MEB, eğitimde dinsel dönüşüm için 1951’de gerçekleştirilen kongreyi tekrarlıyor

Kongrenin, Demokrat Parti dönemindeki “Ahlak Terbiyesi Kongresi” ile benzerlikleri de dikkat çekiyor. DP dönemindeki kongrede, karma eğitimin kaldırılması, ahlak için müfredatta dinsel dönüşüm ve üniversite özerkliğinin kaldırılması konuları tartışılmıştı.

Ozan Çepni

Milli Eğitim Bakanlığı (MEB) Talim ve Terbiye Kurulu, eğitim sistemindeki bütün ahlak yapısını yeniden şekillendirmek amacıyla “Eğitim ve Ahlak Kongresi” düzenleme kararı aldı. Kongrede “milli ve manevi değerlerimize uygun bir ahlak anlayışı” oluşturmayı planlayan MEB, yönetici, öğretmen, veli ve öğrenci ahlakını sorgulayacağını duyurdu. Kongrenin, Demokrat Parti dönemindeki “Ahlak Terbiyesi Kongresi” ile benzerlikleri de dikkat çekti. DP dönemindeki kongrede, karma eğitimin kaldırılması, ahlak için müfredatta dinsel dönüşüm ve üniversite özerkliğinin kaldırılması konuları tartışılmıştı. MEB ise yeni “ahlak anlayışı” için hazırlanan kongreyle, 70 yıl sonra yeniden DP çizgisine döndü.
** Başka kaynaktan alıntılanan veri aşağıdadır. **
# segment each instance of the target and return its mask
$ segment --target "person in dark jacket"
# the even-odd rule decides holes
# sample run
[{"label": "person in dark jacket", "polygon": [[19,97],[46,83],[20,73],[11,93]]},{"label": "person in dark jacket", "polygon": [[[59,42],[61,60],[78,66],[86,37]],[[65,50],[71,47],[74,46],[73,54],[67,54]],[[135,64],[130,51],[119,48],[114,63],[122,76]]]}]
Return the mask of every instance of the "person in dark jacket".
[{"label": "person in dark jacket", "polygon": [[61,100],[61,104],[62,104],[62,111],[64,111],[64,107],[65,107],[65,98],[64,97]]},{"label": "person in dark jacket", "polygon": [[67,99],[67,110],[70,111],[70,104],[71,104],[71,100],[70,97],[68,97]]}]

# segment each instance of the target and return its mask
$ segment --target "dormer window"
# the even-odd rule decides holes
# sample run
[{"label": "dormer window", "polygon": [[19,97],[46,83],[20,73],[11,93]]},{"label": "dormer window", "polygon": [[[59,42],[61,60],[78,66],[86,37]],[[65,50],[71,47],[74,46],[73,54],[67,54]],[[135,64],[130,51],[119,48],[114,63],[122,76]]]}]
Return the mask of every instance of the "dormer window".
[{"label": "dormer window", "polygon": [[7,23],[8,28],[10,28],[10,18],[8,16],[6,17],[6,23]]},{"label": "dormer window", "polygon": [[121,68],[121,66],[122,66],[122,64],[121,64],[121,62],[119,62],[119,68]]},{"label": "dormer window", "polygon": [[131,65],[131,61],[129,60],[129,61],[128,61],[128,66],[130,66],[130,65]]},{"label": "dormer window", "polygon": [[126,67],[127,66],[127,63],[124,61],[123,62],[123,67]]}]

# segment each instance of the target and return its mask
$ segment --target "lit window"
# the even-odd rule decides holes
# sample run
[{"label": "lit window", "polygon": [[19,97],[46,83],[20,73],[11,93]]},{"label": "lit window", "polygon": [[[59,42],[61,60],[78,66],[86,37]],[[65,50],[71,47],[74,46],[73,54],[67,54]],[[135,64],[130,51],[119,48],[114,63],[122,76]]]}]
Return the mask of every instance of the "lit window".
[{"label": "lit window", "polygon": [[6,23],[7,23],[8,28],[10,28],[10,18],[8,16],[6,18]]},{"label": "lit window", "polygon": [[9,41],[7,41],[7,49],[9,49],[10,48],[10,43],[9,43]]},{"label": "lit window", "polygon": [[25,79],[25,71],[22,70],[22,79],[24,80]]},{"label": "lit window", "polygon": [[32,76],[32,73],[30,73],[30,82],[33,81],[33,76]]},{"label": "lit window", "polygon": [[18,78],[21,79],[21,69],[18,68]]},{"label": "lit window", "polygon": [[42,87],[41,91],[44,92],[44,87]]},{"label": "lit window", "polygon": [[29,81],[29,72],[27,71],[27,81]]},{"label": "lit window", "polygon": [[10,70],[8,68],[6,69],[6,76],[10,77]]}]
Bakanlıktan bütün il ve ilçe milli eğitim müdürlükleri, üniversiteler ve eğitim alanında faaliyet gösteren kuruluşlara gönderilen yazıda, eğitimde başarının tek ölçüsünün sınav sonuçları olmadığı vurgulandı. Yazıda, “Yapılan bu türden değerlendirmelerin sonucu olarak toplumun geldiği nokta ortadadır” denildi. Kongre için de “Eğitim sistemi milli ve manevi değerlerimize uygun bir ahlak anlayışı ile taçlandırmalıdır” hedefi belirlendi. 

AHLAK ‘SORGULANACAK’

MEB kongreyi, “Bütün paydaşlara açık felsefe, ilahiyat, psikoloji, sosyoloji ve eğitim bilimleri vb. disiplinlerin de işe koşulduğu, geniş katılımlı bir eğitim ve ahlak kongresi yapılacaktır” ifadeleri ile duyurdu. Resmi yazıda, “Okul odaklı, okulun bileşenlerinden hareketle yönetici, öğretmen, veli ve öğrenci ahlakının sorgulandığı”, “ahlak anlayışının eğitim sisteminde nasıl tesis edilebileceği, yeniden nasıl yeşertilebileceği çerçevesinde tartışmalar yapılacaktır” denildi. 2-3 Nisan tarihlerinde Ankara’dan 100 katılımcı, İstanbul’dan da 200 katılımcı ile Antalya’da düzenlenmesi planlanan kongrede, “Öğrenci Ahlakı”, “Öğretmen Ahlakı”, “Yönetici Ahlakı” ve “Veli Ahlakı” başlıklarının tartışılması kararlaştırıldı.  

AKP, DEMOKRAT PARTİ’NİN İZİNDE

Yeni “ahlak” kongresi kararı ile Demokrat Parti’nin 1951’de Türkiye Öğretmen Dernekleri Milli Birliği ve Milli Eğitim Bakanlığı işbirliği ile düzenlediği “Ahlak Terbiyesi Kongresi” arasındaki benzerlikler, MEB’in amaçlarını da ortaya koydu. DP’nin “milli ahlakın ihmali ve müşterek bir milliyet idealinin yokluğu” gerekçesiyle eğitim alanındaki dini dönüşüm için düzenlediği kongrede istenilen kararlar alınamamıştı. Ancak 70 yıl önceki tartışmalar AKP iktidarı döneminde yeniden eğitim alanına taşındı. 

AKP’nin günümüze taşıdığı tartışmalara benzer şekilde, 1951’deki kongrede bazı delegeler tarafından, “Türk ananesinin kadınla erkeğin bir arada okumasına müsaade etmediği”, “medeniyetin plajlarda olmadığı, tesettüre yer verilmesi, kadının kafes arkasında ve örtü altında daha namuslu ve ahlaklı olduğu” ifade edilerek, ilkokuldan sonra kız ve erkek öğrencilerin birlikte okumasının engellenmesi için karma eğitimin kaldırılması gerekliliği savunulmuştu.19 Mayıs Gençlik ve Spor Bayramı ile diğer resmi bayramlara kız öğrencilerin şortla katılmasının ahlakı bozduğu belirtilerek eşofman giymeleri gerektiği, okullardaki disiplin cezalarının arttırılması gerekliliği ve öğretmen atamaları da tartışmalar arasında yer almıştı. Kongrede, AKP’nin üniversitelerdeki dönüşümünü anımsatır şekilde “üniversitenin yabancı ideolojilerin benimsenmesi için müsait bir zemin olduğu, bazı profesörlerin zararlı ideolojileri izahtan men edilmeleri gerektiği” ve “üniversitenin milliyetçilik esaslarıyla kayıt altında bulundurulmaları gerektiği” savunularak üniversite özerkliğinin kaldırılması da talep edilmişti. İlkokul ile ortaokulların son sınıflarına “ameli ahlak”, liselerin son sınıfına da “nazari ahlak” derslerinin konulması, okullarda ahlak için dini içerikli derslerin artırılması da kongre tartışmaları arasında yer almıştı. Ancak bütün bu maddeler büyük oyçokluğuyla reddedilmişti.